Le hip-hop n’a jamais vu une force commerciale comme Drake auparavant. Il y a eu des rappeurs qui ont connu des sommets plus élevés (50 Cent), des rappeurs qui ont vendu plus de disques (Eminem), des rappeurs qui ont connu plus de succès pendant plus longtemps (Jay-Z), mais rester au sommet du monde du rap pendant 10 ans d’affilée comme Drake, cela n’a jamais été fait auparavant. Ce qui distingue Drake, c’est sa polyvalence. Il se sent aussi à l’aise en débitant des paroles qu’en chantant sur des morceaux R&B mélancoliques. Cette capacité à être caméléon, à s’adapter et à innover, en a fait l’un des artistes les plus influents de la décennie. Sa marque de fabrique, un lyrisme confessionnel, rempli de vulnérabilité, de vantardise et d’introspection, est devenue un modèle pour une nouvelle génération d’artistes. Mais même si vous voulez mettre de côté les ventes et l’impact commercial, Drizzy s’est révélé être l’un des rappeurs les plus habiles sur le plan lyrique de sa génération, même si ces paroles ne correspondent pas aux mêmes critères que ceux des puristes du hip-hop traditionnel pourraient les voir. Il vous suffit d’écouter quelques-uns des morceaux les plus lyriques de Drake de tous les temps pour comprendre.

1. Kendrick Lamar

Écoute essentielle : To Pimp a Butterfly (2015)

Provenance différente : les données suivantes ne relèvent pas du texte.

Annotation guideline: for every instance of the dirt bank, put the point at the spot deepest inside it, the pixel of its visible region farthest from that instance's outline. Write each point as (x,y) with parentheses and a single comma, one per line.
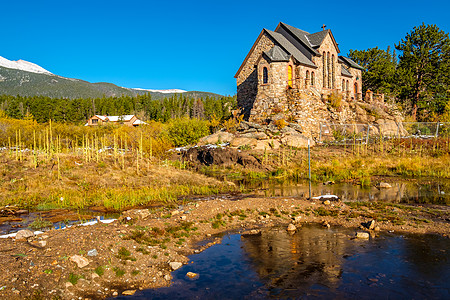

K-Dot, originaire de Compton, a fait sensation dans le monde du hip-hop, apportant un niveau de narration et d’introspection à la fois rafraîchissant et profondément nécessaire. Cette décennie a vu Kendrick sortir certains des albums les plus acclamés de l’histoire du hip-hop, chacun étant distinct, mais lié par ses commentaires sociaux incisifs et son récit riche et complexe. “good kid, m.A.A.d city” est un tour de force cinématographique, un récit poignant de l’enfance dans les rues de Compton qui équilibre récits d’erreurs de jeunesse et réflexions sur la nature cyclique de la violence. C’est un disque qui frappe fort, avec des paroles brutes qui transpercent votre âme. Mais Kendrick ne s’est pas arrêté là. Le suivant, “To Pimp a Butterfly”, est un chef-d’œuvre sonore, où il ose mélanger jazz, funk et spoken word avec du hip-hop, remettant ainsi en question les limites mêmes du genre. Son discours sur les tensions raciales, l’estime de soi et les maux de la société a profondément résonné, suscitant le dialogue et inspirant une génération. “DAMN.” a poussé le concept encore plus loin, présentant une exploration plus épurée mais tout aussi complexe de sa psyché intérieure et de la condition humaine. La montée de Kendrick Lamar vers le sommet s’est caractérisée par une authenticité sans compromis et un profond sens des responsabilités. Sa capacité à réfléchir sur ses expériences personnelles et à articuler des problématiques sociales plus larges en a fait la voix d’une génération. C’est ce mélange de talent brut, de paroles stimulantes et d’engagement envers son art qui consacre Kendrick Lamar non seulement comme l’un des meilleurs rappeurs des années 2010, mais aussi, indéniablement, comme l’un des plus grands de tous les temps.